AMIDST THIS YEAR'S long struggle over the federal budget, a longer perspective improves visibility. It's conventional to speak of the budget as a president's personal creation, modified slightly by the daily combat of the two parties in Congress. But the basic shape of the budget is determined by the deeper tides of American politics. Over the past decade there have been several key changes, and it's useful to keep them in mind as the present intricate quarrel proceeds between Congress and the White House.

As the Vietnam War ended, military spending dropped sharply. Instead of reducing the budget, the administration and Congress of that time swung the money into social entitlements--mainly Social Security, the other pensions, Medicare and Medicaid--that rose at an unprecedented rate. This expansion of public responsibility was to be financed out of the country's rapid economic growth. But that growth never materialized on the scale expected, and that's why the deficits continued.

As the 1970s went on, people in both parties began to be concerned by the increasing evidence of the Soviet military buildup. They slowed down the decline in military spending and, toward the end of the decade, reversed it.

Meanwhile, anxiety over inflation began to dominate the budget process. The Federal Reserve Board adopted its present monetarist guidelines and, in the spring of 1980, the White House and Congress began to impose significant cuts on the social entitlements. 3 As a matter of partisan politics, the interesting thing about the sequence is that you could never figure out from the budgets which party was in power. The great expansion in the entitlements, in the early 1970s, was a collaboration betwen a Republican president, Mr. Nixon, and a Democratic Congress. Mr. Ford ended the long decline in defense spending, and the present increase began not under a right- wing president but under Mr. Carter. So did the decisions to cut entitlements. The Federal Reserve's move to monetary targets and tight money was made, not under a Republican administration, but under the Democrats in late 1979. Now a conservative president wants to give up the effort to balance the budget and let the deficits widen. It is a bipartisan alliance in a Congress divided between the two parties' control that is forcing him to retreat.
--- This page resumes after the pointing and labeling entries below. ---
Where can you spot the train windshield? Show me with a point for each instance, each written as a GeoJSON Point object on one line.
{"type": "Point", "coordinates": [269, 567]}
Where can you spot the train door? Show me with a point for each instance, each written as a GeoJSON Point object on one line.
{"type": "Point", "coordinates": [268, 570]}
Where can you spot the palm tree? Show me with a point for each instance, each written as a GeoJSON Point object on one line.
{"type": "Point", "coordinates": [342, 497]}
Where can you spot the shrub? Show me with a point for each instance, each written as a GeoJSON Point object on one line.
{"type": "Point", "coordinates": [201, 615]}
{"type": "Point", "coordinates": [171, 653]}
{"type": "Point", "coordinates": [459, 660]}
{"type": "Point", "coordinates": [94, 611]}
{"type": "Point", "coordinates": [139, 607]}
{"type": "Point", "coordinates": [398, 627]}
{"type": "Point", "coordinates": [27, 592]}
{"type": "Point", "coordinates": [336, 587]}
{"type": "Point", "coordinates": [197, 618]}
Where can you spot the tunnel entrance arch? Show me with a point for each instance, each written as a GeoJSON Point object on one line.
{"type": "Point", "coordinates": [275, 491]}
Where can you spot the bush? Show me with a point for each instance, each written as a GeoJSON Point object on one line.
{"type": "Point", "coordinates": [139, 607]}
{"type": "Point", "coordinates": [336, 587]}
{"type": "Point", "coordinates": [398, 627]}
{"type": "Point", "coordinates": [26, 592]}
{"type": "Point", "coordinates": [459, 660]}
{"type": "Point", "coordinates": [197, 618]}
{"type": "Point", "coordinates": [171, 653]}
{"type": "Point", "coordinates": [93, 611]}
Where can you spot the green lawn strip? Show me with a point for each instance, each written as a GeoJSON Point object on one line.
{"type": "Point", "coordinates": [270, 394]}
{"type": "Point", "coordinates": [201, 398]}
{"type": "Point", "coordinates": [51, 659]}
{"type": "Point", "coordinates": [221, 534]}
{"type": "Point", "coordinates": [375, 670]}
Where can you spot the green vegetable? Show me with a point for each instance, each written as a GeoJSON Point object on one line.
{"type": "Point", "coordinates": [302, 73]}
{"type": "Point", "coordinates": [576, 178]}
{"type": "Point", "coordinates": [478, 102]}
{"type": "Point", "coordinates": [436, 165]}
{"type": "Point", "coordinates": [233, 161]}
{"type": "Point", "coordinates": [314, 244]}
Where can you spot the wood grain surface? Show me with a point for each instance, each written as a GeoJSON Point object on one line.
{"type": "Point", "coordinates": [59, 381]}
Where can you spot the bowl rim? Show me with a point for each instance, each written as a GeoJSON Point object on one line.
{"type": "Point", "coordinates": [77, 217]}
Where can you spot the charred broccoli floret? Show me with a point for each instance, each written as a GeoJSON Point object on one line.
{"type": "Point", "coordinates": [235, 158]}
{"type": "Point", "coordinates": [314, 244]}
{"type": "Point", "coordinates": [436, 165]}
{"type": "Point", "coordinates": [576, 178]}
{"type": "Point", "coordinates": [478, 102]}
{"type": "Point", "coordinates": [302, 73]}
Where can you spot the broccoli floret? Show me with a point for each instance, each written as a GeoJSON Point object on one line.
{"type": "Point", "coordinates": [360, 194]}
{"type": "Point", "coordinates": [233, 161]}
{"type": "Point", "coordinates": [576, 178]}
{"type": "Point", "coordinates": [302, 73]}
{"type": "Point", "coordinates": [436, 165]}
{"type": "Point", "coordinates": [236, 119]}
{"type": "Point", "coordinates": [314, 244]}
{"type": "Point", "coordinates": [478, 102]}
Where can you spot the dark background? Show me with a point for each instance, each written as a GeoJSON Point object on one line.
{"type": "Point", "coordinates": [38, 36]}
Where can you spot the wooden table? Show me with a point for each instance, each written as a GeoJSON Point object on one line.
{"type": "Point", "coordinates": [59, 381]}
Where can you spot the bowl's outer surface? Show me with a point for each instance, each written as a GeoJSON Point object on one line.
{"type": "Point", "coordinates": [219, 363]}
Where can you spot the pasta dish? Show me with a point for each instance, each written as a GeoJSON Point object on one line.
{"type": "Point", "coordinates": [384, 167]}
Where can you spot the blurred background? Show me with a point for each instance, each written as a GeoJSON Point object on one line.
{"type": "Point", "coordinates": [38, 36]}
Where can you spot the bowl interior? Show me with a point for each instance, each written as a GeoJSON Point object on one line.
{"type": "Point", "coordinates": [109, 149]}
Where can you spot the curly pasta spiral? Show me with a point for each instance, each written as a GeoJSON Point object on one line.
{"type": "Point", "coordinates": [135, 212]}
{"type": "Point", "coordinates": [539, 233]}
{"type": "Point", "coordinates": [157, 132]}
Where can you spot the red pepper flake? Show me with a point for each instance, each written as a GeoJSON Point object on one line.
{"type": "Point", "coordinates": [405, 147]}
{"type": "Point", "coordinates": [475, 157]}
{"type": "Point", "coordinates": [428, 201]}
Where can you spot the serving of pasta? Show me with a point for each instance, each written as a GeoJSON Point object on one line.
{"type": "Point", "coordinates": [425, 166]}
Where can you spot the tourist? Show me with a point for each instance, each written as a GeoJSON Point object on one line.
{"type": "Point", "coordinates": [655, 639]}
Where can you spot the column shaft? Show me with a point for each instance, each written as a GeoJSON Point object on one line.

The budget for next year is evidently going to look more like its predecessors than Mr. Reagan had wanted. Taxes are going to be higher than he wished, and defense spending lower. There will certainly be change, but it is likely to be incremental rather than the radical departure that Mr. Reagan had proposed. Congress is now acting to limit the rate of change in fiscal policy, as the country slowly comes to terms with the probability of less rapid economic growth, and less wealth to spend, than it had hopefully anticipated.